Physique hivernale de l'asphalte : où se produisent les dégâts
La plupart des surfaces routières reposent sur le même principe : un mélange de granulats de pierre et de sable « tient » ensemble grâce au bitume – une substance épaisse et collante obtenue par le raffinage du pétrole brut. Le bitume dans l'asphalte a un double rôle. D'une part, il lie les particules de granulat et assure la solidité, et d'autre part, il permet une certaine élasticité, c'est-à-dire la capacité de la chaussée à se dilater et se contracter à mesure que la température change.
Le problème survient lorsque la température chute très rapidement bien en dessous de zéro. Dans de telles conditions, le liant bitumineux peut devenir plus fragile et perdre une partie de sa flexibilité, ce qui augmente la probabilité de microfissures sous la charge du trafic ou sous l'influence du gel et du dégel répétés. Une fois les fissures apparues, l'eau pénètre plus facilement dans la structure de la chaussée.

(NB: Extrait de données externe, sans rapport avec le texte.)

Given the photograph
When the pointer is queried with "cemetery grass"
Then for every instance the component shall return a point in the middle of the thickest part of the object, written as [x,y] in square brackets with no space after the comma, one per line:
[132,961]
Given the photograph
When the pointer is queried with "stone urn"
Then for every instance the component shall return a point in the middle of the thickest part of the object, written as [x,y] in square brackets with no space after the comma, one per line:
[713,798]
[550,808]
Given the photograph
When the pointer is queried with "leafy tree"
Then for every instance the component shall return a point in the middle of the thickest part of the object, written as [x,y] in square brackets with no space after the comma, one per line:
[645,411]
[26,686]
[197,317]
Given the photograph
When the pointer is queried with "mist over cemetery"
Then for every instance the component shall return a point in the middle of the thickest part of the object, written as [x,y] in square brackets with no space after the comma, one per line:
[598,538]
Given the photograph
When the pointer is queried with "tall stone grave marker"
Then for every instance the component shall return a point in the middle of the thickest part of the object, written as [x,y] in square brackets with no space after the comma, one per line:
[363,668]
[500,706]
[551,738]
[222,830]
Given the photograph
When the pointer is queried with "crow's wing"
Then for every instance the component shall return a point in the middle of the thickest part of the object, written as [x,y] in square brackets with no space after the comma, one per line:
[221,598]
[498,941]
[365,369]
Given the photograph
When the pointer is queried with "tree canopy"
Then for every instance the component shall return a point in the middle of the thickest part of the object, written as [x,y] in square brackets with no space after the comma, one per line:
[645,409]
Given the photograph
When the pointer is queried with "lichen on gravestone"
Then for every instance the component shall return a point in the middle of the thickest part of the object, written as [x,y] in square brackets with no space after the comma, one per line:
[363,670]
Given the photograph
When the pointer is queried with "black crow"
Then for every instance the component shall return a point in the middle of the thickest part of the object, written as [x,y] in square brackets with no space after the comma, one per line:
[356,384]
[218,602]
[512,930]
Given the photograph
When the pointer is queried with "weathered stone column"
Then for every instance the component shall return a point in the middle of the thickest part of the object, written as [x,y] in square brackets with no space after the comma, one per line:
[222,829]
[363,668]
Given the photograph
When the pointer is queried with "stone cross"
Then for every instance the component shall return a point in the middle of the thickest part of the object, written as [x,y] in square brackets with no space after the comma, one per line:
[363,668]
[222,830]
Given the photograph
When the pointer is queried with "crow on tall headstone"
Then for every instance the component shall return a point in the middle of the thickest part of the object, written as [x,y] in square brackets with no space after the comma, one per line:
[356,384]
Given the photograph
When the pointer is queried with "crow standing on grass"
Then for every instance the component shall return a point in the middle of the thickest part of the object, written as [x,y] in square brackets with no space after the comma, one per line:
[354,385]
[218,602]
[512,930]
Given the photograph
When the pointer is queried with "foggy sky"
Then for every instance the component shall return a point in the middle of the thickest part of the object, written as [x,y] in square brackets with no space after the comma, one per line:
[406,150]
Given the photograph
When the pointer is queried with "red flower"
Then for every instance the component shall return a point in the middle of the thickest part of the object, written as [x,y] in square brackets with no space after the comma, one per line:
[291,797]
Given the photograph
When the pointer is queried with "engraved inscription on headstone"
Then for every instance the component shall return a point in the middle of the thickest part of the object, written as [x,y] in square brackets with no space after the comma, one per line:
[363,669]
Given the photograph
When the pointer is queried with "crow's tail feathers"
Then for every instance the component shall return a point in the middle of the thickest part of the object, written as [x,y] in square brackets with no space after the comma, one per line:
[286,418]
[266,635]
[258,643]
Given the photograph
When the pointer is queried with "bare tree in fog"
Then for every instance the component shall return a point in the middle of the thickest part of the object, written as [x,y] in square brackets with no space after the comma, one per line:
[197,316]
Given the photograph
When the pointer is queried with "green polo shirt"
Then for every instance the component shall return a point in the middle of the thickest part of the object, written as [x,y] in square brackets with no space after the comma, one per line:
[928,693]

L'eau qui gèle ensuite se dilate et détruit davantage le matériau, de sorte que les dommages se transforment avec le temps en trous et en soulèvements – des « points de rupture » hivernaux typiques sur les routes.
Liant à base d'algues : une alternative plus « caoutchouteuse » et durable
Dans un article publié dans la revue ACS Sustainable Chemistry & Engineering, les chercheurs présentent un soi-disant bioliant (biobinder) fabriqué à partir d'huile d'algues, conçu comme une alternative plus durable et élastique à une partie du liant bitumineux classique. Selon l'explication de l'équipe, les composés obtenus à partir d'algues pourraient améliorer la résistance de l'asphalte à l'humidité, augmenter la flexibilité et encourager un comportement ressemblant à l'auto-guérison. En pratique, cela pourrait signifier une durée de vie plus longue de la chaussée et moins de besoins en réparations coûteuses et fréquentes.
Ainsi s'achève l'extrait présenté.